Notes about the search engine parser

The Google (and other) search engine parsers are based on the HTML parser that was written by me long ago. I am not providing the source of it but I am going to explain the building blocks of the parser.

In the demo project you can find seven additional search engine parsers (MSN, Netscape, AllTheWeb, AltaVista, Yahoo!, Ask, Lycos).

HTML parser basics

My HTML parser is a regular parser which scans for HTML tokens - tags. It's all I need when I want to parse a regular HTML page.

But it is not enough when it comes to the parsing of a web page with results from the Google search engine, because the page contains many things that I won't need except for the actual links of the search.

I need somehow to tell the parser to find the important structures in the page.
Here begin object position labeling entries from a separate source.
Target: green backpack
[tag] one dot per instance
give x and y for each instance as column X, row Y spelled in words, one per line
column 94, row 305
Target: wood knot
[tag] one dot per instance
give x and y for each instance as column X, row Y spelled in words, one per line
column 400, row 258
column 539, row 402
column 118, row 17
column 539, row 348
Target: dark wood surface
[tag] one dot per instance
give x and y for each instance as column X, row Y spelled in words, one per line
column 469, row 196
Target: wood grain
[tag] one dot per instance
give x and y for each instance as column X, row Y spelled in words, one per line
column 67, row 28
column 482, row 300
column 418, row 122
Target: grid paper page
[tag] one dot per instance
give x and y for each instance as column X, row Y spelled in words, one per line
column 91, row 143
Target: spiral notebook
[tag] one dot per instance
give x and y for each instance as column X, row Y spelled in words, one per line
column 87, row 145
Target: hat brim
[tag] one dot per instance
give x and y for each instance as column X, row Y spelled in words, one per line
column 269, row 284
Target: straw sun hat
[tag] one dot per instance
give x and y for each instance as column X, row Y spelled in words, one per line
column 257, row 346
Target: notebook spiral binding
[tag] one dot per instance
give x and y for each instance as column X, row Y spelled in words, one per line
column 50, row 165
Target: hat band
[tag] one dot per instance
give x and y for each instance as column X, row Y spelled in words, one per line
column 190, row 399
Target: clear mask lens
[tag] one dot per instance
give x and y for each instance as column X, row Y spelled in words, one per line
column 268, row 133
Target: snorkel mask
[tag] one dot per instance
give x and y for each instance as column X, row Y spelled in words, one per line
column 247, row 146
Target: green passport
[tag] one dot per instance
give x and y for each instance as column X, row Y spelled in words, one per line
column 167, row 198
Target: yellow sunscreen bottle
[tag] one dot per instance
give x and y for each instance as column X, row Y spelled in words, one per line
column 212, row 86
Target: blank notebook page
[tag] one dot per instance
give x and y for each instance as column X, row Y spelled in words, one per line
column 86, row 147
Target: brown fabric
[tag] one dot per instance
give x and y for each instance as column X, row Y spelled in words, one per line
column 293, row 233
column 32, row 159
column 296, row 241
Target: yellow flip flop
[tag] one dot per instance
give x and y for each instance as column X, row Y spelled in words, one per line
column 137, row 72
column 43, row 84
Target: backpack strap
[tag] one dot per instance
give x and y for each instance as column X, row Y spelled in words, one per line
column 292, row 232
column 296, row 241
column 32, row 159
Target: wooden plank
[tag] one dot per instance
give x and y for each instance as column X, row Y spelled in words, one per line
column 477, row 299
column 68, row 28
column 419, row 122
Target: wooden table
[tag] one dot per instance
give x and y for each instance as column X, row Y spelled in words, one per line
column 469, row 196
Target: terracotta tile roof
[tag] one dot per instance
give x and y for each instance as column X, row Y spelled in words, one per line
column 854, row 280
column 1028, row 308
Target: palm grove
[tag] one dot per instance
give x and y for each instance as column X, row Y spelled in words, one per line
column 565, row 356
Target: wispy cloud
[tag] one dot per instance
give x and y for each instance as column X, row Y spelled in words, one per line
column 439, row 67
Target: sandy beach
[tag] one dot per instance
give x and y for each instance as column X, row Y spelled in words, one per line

For this I define an XML file with definitions of the tags that I want to extract and all that lies in these tags.

Here is an example of the XML file for the Google web page:

  <structures>
    <structure name="TABLE" startTag="table" endTag="/table"/>
    <structure name="PARAGRAPH" startTag="p" endTag="/p"/>
  </structures>

Why do I need <table> and <p> tags for the Google web page? Prior to specializing the HTML Parser for the Google search engine I just looked at the source of a random page from Google. I found out that the links that match the query are placed between <p> tags and the number of total results found is somewhere in the <table> tag.

I could do more than that. The structure of the web page returned by Google (as well as other templatized web pages) is (almost?) the same. So I would know the exact position of the <table> tag where the number of the results matched is situated and directly retrieve it but it ties me to the specific template structure and I was not sure that Google returns the same template web page every time.

Search Engine Parser

There is the SearchEngineParser class which inherits the HtmlParser class and is the base class for all flavours of search engine parsers.

It defines some abstract methods which must be implemented by a specific search engine parser.

Google Search Engine Parser

One of the most important methods that is overridden is GetLinks(HtmlStructure,AddressLinkCollection).

HtmlStructure is defined in a class HtmlParser. It holds part of the web page structure defined by a specific tag. The structure can hold nested structures, the text found in that structure, and address links if any as well.

The idea is to iterate through structures and extract the data. All that we need is to get the address links out of the structure.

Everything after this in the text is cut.